Nothing has been quite as fascinating about Cusco in Peru as the Catholic idol worship of black Jesus. Yep, you read that right. Idol worship of a black Jesus.
Granted the knowledge I have of this city and it’s cathedral (that is older than our own country if you count from when Jan Van arrived) is only that which was imparted by our free tour guide of the phenomenal Cathedral of Santa Domingo yesterday. But, taking her word for it – and seeing him in the… Err, wax – the Catholics in Cusco have merged Christianity with Incan beliefs and the result – a statue of a black Jesus that is carried out into Plaza da Armas every holy Monday and, yep, idol worshiped.
Becoming known as The Lord of the earthquakes when, during the 1650 Cusco earthquake, he was carried out of the cathedral to be saved from destruction and the earthquake suddenly stopped, Black Jesus is hero worshipped, not in the way Catholic Christians would worship or pray to Jesus, but literally the statue itself is worshipped.
The oddity and manipulation of Christianity in Peru doesn’t begin nor end with Black Jesus. When the Spanish invaded and conquered the Incans, they would build their cathedrals right on top of the Incan temples they had destroyed. However in order to try and appeal to the Incans they now ruled and were trying to evangelise, they incorporated some pagan Incan traditions into Christianity eg. a snake in holy paintings (snakes represent knowledge in Incan belief, but quite the opposite in Christianity!)
Peru’s last supper painting (painted in 1770ish) – a replica of sorts from Da Vinci’s 1495 version – is another example of an Incan interpretation on a Christian belief. On the table of this version local fruits and vegetables such as avocados, pineapples and corn are displayed, along with the main dish of guinea pig instead of a lamb. They eat guinea pig here. That in itself is odd (no, I haven’t tried it).
In Incan tradition, the mummies of the leaders would be paraded around town. The Incan-meets Catholic tradition found here in Cusco, is the idol worship of the Virgin Mary. She, a saint in Catholicism, has become an idol in Peru adorned with beautiful jewels and dresses (not quite the peasant woman I always thought) and paraded often in the Plaza. She has many outfits donated from churches around the country.
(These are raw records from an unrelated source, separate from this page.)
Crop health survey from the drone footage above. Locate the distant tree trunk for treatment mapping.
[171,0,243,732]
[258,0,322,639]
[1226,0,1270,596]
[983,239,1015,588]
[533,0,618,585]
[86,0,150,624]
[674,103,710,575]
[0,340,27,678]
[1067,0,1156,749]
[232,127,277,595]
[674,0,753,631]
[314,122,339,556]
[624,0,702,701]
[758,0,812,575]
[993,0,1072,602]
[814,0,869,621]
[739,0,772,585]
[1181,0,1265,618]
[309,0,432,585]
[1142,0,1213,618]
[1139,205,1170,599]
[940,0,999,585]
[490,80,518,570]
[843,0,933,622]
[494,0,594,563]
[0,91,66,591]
The Virgin Mary in the Santa Domingo cathedral seems to plays a bigger part than Christ himself taking centre stage on top of the main altar.
Not to get into a religious debate, we all know that never ends well, but the manipulation to local custom in the 1500’s, that has landed up sticking around for centuries in Peru, so that the Catholics who live here are able to have two religions simultaneously and rolled into one, was truly fascinating.
Disclaimer: My facts may be wrong, but this is how I understood it. An odd interpretation of Christianity. One has to wonder how the Catholic Church (as in the Vatican) could allow so many saints, and altars to the Virgin Mary and statues to be displayed as objects to worship, as I’m pretty sure it says to do the opposite in the bible.